Center for Neural Science, New York University, New York City, United States.
Center for Theoretical Neuroscience, Columbia University, New York, United States.
Elife. 2022 Oct 25;11:e80280. doi: 10.7554/eLife.80280.
We do not understand how neural nodes operate and coordinate within the recurrent action-perception loops that characterize naturalistic self-environment interactions. Here, we record single-unit spiking activity and local field potentials (LFPs) simultaneously from the dorsomedial superior temporal area (MSTd), parietal area 7a, and dorsolateral prefrontal cortex (dlPFC) as monkeys navigate in virtual reality to 'catch fireflies'. This task requires animals to actively sample from a closed-loop virtual environment while concurrently computing continuous latent variables: (i) the distance and angle travelled (i.e., path integration) and (ii) the distance and angle to a memorized firefly location (i.e., a hidden spatial goal). We observed a patterned mixed selectivity, with the prefrontal cortex most prominently coding for latent variables, parietal cortex coding for sensorimotor variables, and MSTd most often coding for eye movements. However, even the traditionally considered sensory area (i.e., MSTd) tracked latent variables, demonstrating path integration and vector coding of hidden spatial goals. Further, global encoding profiles and unit-to-unit coupling (i.e., noise correlations) suggested a functional subnetwork composed by MSTd and dlPFC, and not between these and 7a, as anatomy would suggest. We show that the greater the unit-to-unit coupling between MSTd and dlPFC, the more the animals' gaze position was indicative of the ongoing location of the hidden spatial goal. We suggest this MSTd-dlPFC subnetwork reflects the monkeys' natural and adaptive task strategy wherein they continuously gaze toward the location of the (invisible) target. Together, these results highlight the distributed nature of neural coding during closed action-perception loops and suggest that fine-grain functional subnetworks may be dynamically established to subserve (embodied) task strategies.

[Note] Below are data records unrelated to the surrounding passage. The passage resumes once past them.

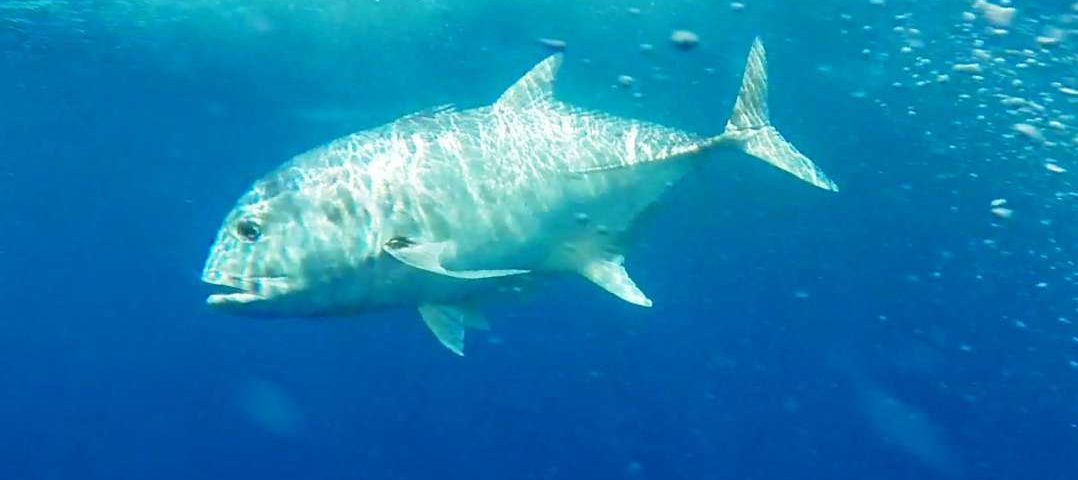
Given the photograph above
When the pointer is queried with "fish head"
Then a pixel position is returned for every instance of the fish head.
(288, 251)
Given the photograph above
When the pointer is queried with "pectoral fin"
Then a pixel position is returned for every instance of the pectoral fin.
(428, 257)
(609, 274)
(448, 324)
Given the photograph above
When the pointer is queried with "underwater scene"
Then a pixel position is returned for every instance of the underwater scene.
(538, 240)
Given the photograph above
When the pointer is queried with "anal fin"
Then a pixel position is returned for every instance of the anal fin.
(610, 274)
(448, 324)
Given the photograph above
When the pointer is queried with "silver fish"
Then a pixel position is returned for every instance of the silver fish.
(440, 207)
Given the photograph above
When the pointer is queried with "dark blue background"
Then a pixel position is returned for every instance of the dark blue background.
(893, 330)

我们不了解神经节点如何在自然主义自我-环境相互作用的递归动作感知循环中运作和协调。在这里,我们记录了猴子在虚拟现实中“捕捉萤火虫”时,来自背内侧上颞区 (MSTd)、顶叶区 7a 和背外侧前额叶皮层 (dlPFC) 的单个单元尖峰活动和局部场电位 (LFP)。 这个任务要求动物在主动从闭环虚拟环境中采样的同时,同时计算连续的潜在变量:(i) 已行驶的距离和角度(即路径积分)和 (ii) 到记忆中萤火虫位置的距离和角度(即隐藏的空间目标)。 我们观察到一种有模式的混合选择性,前额叶皮层最突出地编码潜在变量,顶叶皮层编码感觉运动变量,MSTd 最常编码眼球运动。 然而,即使是传统上被认为是感觉区的 MSTd 也跟踪潜在变量,表现出对隐藏空间目标的路径积分和向量编码。 此外,全局编码特征和单元间耦合(即噪声相关性)表明由 MSTd 和 dlPFC 组成的功能子网,而不是这些与 7a 之间,这与解剖结构所暗示的相反。 我们表明,MSTd 和 dlPFC 之间的单元间耦合越大,动物的注视位置越能指示隐藏空间目标的当前位置。 我们认为,MSTd-dlPFC 子网反映了猴子自然和自适应的任务策略,即在不断注视看不见的目标位置。 总之,这些结果突出了封闭动作感知循环中神经编码的分布式性质,并表明可能动态建立细粒度的功能子网以支持(体现)任务策略。